情報伝達に支障が出なくなる程度には理解を深めてやらなくもない。だがそれ以上は馴れ合うつもりなどない」
■ライガ > 「いやあ、そっちこそ、最近の生徒の動向まで把握してるのか。すごいなー」
黄金色の眼でしばらく見つめ返すが、怖いなぁと肩をすくめて扉に向き直る。
鍵の向きを確かめ、ガチャガチャと回す。
「いや、妙に孤立してると頭おかしいのに狙われやすいから、って思ってたんだけどな。
まあ、早いうちに顔合わせといてよかったよ。
『本部』も底が見えなくて動きにくいかもしれないけど……お互い、せいぜいプロレスごっこでもやろうや」
扉を開けて、教室に入りかける。
「……あ、後で『上』に仲介頼むから、適度に情報交換しない?」
■久藤 嵯督 > 黄金色の眼が視界に入ると、うんうんと数回頷く。
なるほど、“虎の眼”だ。
「そいつはいい。問題児が向こうからやってくるともあれば、こちらから探す手間が省ける。
知っての通り俺は17歳で、『遊びたい盛り』の高校生だ。面倒の処理を手伝ってやらんこともない。
『ヒール』がいれば、なるべく俺に回してくれ」
出るたびに"死にたがる"から風紀委員に入れられたようなものなのだが、本人にはまるで自重する気配がない。
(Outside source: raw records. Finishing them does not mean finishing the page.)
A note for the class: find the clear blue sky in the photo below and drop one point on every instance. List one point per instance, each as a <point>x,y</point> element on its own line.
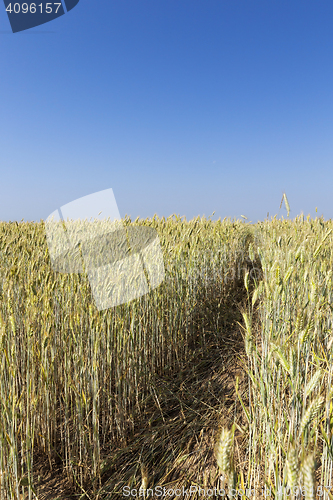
<point>179,106</point>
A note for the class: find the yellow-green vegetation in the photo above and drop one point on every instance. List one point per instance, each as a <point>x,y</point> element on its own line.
<point>104,397</point>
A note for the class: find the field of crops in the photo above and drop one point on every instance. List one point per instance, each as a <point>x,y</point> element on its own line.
<point>218,378</point>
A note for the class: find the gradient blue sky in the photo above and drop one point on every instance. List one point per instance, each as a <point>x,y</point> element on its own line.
<point>179,106</point>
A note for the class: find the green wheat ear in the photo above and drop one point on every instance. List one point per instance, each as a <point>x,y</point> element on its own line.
<point>308,472</point>
<point>292,467</point>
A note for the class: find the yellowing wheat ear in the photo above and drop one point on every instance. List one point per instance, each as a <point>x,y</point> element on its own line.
<point>223,450</point>
<point>145,478</point>
<point>224,457</point>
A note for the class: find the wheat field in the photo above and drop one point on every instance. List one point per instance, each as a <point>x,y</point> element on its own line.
<point>218,378</point>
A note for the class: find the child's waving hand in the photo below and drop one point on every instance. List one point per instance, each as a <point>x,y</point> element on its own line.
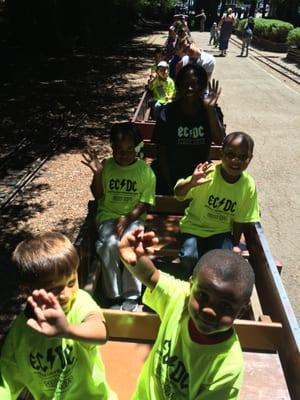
<point>91,160</point>
<point>50,320</point>
<point>214,92</point>
<point>135,245</point>
<point>134,248</point>
<point>199,176</point>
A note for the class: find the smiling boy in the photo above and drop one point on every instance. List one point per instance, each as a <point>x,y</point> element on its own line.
<point>223,202</point>
<point>196,355</point>
<point>52,348</point>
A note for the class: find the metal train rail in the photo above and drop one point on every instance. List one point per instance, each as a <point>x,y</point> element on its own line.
<point>15,180</point>
<point>269,61</point>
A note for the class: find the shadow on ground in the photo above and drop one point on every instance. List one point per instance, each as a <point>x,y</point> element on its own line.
<point>44,95</point>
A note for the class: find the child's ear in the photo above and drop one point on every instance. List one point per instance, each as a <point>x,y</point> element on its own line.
<point>243,310</point>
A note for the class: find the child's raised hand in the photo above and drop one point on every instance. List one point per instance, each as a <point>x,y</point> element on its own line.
<point>50,318</point>
<point>135,245</point>
<point>214,92</point>
<point>199,176</point>
<point>121,225</point>
<point>91,160</point>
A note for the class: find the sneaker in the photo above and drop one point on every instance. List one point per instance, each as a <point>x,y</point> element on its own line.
<point>130,305</point>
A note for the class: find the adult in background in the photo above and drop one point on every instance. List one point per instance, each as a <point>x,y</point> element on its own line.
<point>226,24</point>
<point>247,36</point>
<point>186,127</point>
<point>202,20</point>
<point>198,56</point>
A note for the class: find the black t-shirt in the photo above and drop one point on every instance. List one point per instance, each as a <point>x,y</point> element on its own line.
<point>187,139</point>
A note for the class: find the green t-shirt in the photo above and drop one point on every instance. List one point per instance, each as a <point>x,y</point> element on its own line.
<point>161,88</point>
<point>124,188</point>
<point>178,368</point>
<point>53,368</point>
<point>217,204</point>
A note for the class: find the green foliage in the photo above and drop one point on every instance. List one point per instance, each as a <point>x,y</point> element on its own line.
<point>156,5</point>
<point>271,29</point>
<point>294,37</point>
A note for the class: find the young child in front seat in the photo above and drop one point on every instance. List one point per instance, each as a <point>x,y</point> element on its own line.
<point>52,347</point>
<point>197,354</point>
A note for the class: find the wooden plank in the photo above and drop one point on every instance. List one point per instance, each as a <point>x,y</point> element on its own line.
<point>143,327</point>
<point>263,377</point>
<point>255,305</point>
<point>275,302</point>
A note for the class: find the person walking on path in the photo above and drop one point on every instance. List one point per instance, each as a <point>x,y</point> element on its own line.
<point>247,36</point>
<point>226,25</point>
<point>202,19</point>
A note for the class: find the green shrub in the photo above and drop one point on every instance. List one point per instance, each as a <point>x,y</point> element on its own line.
<point>294,37</point>
<point>271,29</point>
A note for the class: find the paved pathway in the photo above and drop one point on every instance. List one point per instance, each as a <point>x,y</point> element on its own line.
<point>260,103</point>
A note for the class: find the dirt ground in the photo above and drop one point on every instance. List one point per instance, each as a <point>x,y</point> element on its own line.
<point>41,95</point>
<point>47,93</point>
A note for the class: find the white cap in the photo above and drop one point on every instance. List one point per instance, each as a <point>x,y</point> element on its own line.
<point>163,64</point>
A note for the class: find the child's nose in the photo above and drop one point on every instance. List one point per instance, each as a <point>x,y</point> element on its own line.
<point>209,311</point>
<point>64,293</point>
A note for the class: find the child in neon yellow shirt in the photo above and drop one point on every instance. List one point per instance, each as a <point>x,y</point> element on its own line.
<point>196,355</point>
<point>52,347</point>
<point>223,202</point>
<point>162,87</point>
<point>124,186</point>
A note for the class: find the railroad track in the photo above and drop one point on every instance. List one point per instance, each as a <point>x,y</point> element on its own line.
<point>284,70</point>
<point>15,180</point>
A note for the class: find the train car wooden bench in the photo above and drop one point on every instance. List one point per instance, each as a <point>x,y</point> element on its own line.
<point>270,337</point>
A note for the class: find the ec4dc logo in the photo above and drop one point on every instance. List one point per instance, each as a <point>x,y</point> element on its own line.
<point>123,185</point>
<point>222,203</point>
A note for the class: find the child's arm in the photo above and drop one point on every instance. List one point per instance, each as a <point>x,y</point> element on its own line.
<point>91,161</point>
<point>123,222</point>
<point>50,320</point>
<point>133,250</point>
<point>210,102</point>
<point>198,178</point>
<point>237,230</point>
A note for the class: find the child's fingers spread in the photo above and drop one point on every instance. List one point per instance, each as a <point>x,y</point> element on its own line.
<point>33,324</point>
<point>32,302</point>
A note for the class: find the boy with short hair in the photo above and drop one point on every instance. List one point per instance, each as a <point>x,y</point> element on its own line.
<point>51,349</point>
<point>223,202</point>
<point>197,353</point>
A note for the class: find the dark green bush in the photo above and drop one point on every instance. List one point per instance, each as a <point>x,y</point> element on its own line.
<point>294,37</point>
<point>271,29</point>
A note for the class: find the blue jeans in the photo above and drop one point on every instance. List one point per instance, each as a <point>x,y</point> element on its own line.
<point>116,282</point>
<point>193,247</point>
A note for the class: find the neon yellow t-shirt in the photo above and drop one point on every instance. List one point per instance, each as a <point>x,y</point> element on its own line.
<point>124,188</point>
<point>217,204</point>
<point>53,368</point>
<point>178,368</point>
<point>161,88</point>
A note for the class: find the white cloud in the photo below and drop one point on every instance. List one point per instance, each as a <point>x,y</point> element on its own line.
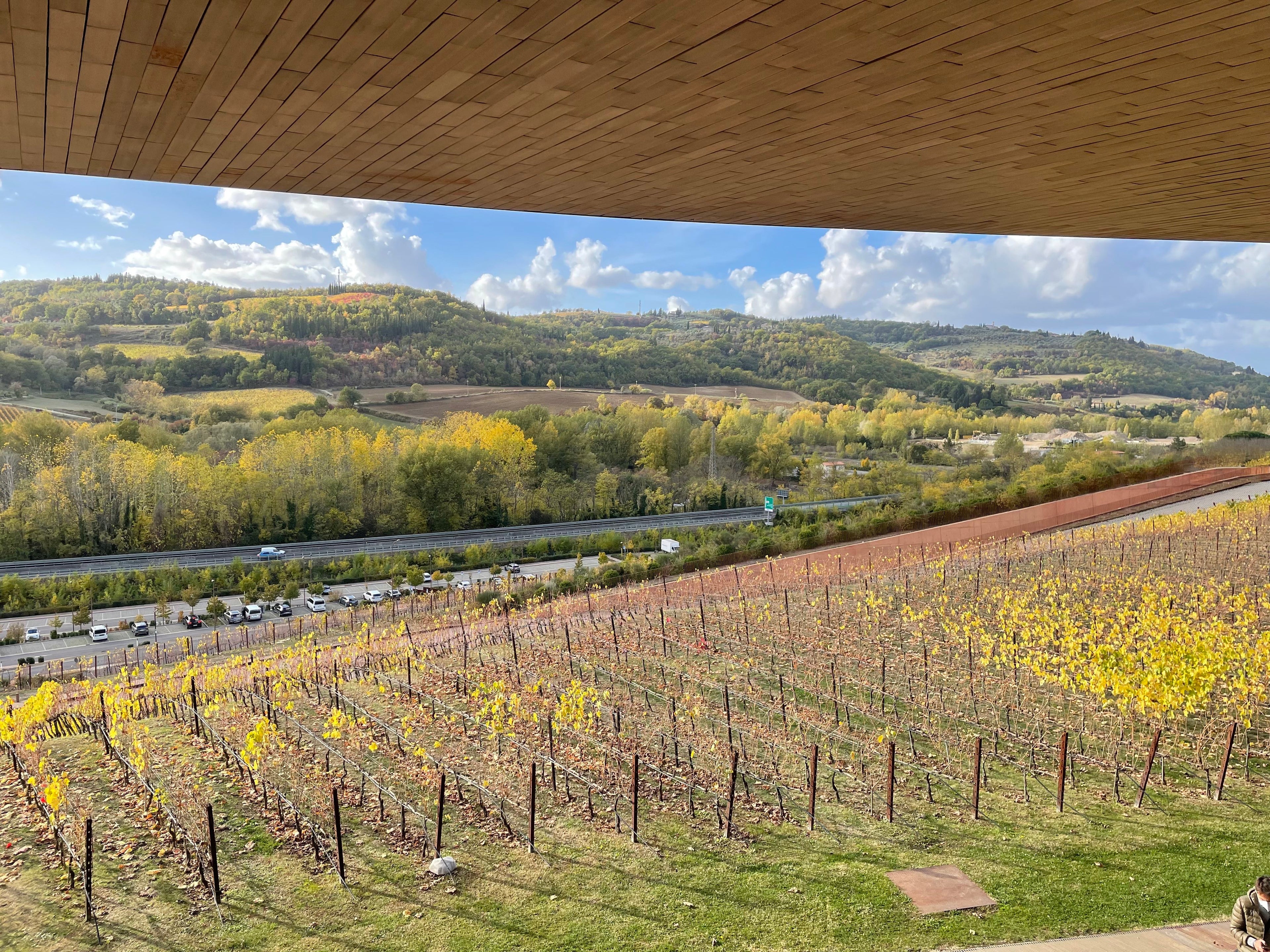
<point>89,244</point>
<point>942,277</point>
<point>666,281</point>
<point>367,248</point>
<point>198,258</point>
<point>540,289</point>
<point>792,295</point>
<point>587,272</point>
<point>113,214</point>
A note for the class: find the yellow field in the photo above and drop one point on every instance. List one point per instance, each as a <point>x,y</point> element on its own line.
<point>252,402</point>
<point>153,352</point>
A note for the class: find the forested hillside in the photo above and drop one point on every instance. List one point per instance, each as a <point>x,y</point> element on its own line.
<point>1096,362</point>
<point>60,336</point>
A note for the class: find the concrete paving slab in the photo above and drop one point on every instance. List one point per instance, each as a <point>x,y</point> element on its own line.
<point>940,889</point>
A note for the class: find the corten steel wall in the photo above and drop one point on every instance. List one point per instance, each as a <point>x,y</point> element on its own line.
<point>1016,522</point>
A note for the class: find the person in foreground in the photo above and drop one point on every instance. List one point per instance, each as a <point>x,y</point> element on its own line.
<point>1251,916</point>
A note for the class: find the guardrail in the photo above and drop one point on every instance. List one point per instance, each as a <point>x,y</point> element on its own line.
<point>417,542</point>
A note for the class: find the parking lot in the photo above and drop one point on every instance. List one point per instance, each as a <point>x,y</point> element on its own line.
<point>79,647</point>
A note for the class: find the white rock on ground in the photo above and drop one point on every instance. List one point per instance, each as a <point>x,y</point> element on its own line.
<point>443,866</point>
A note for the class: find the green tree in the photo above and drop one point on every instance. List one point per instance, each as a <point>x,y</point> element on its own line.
<point>83,616</point>
<point>606,492</point>
<point>773,457</point>
<point>1009,447</point>
<point>191,595</point>
<point>653,449</point>
<point>439,485</point>
<point>215,609</point>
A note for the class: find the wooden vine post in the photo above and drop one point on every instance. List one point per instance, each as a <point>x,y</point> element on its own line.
<point>978,776</point>
<point>1146,771</point>
<point>88,870</point>
<point>811,799</point>
<point>1226,761</point>
<point>211,849</point>
<point>1062,769</point>
<point>732,794</point>
<point>340,832</point>
<point>534,801</point>
<point>891,781</point>
<point>441,807</point>
<point>635,799</point>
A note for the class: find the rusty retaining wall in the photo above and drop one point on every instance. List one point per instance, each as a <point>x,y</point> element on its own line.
<point>1016,522</point>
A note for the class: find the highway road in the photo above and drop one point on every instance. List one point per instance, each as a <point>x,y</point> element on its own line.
<point>381,545</point>
<point>79,647</point>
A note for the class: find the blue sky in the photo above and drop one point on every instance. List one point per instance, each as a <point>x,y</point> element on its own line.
<point>1207,296</point>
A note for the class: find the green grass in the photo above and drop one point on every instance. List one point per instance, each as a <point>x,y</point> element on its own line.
<point>1100,867</point>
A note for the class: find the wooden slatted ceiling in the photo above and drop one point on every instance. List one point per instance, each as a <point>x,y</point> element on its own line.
<point>1140,119</point>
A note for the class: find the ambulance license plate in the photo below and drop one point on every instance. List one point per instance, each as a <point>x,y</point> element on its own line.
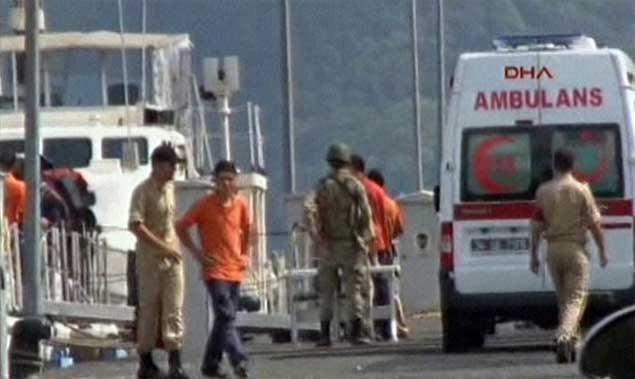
<point>487,246</point>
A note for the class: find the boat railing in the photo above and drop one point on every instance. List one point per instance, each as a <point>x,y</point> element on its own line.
<point>78,276</point>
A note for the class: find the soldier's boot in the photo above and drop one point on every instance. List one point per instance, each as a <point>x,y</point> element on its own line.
<point>176,369</point>
<point>357,333</point>
<point>147,368</point>
<point>325,334</point>
<point>565,351</point>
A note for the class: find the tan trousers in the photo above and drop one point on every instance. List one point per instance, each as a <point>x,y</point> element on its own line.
<point>570,272</point>
<point>160,319</point>
<point>353,262</point>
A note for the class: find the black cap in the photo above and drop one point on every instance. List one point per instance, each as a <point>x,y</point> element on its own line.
<point>165,153</point>
<point>225,166</point>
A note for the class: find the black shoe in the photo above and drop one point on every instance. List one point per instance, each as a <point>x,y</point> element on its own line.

教室に入っていくライガを見送り……はしないだろうが、言葉なら返す。
「応じよう……こちらから知れる情報にも限界を感じていた所だ」
■ライガ > 眼が何か気になったのかな?
妙な色の眼をした連中はいっぱいいるけど、と考えながら後頭部を掻く。
「あ、デコイ役ね……、そういうやり方もありっちゃーありか。
風紀の制服も、いってみりゃ旗印みたいなもんだしなあ、最近は特に。
……ま、考えとくよ、僕でも相性の悪いやつはいるしね」
経験上だけど、なんか死にそうで死ななさそうだな、死神に愛されるってーの?
心の中でつぶやくが、口には出さないでおこう。
「交渉成立だな、風紀と公安、ぎくしゃくしてて情報交換がうまくいってない印象なんだよ、偉い立場の人らはやってるだろうけど」
じゃ、と手を振り、教室の中へ消えた。
ご案内:「教室」からライガさんが去りました。
■久藤 嵯督 > 直感的に不名誉なことを思われているような気がしたが、
あまりにも不明瞭な感覚なのでそっとしておく。
「違いない。特に"アレ"の後の公安を良く思わない連中も、決して少なくは無い。
お互い気を付けるとしよう」
また後日、と手を軽く挙げて去っていった。
ご案内:「教室」から久藤 嵯督さんが去りました。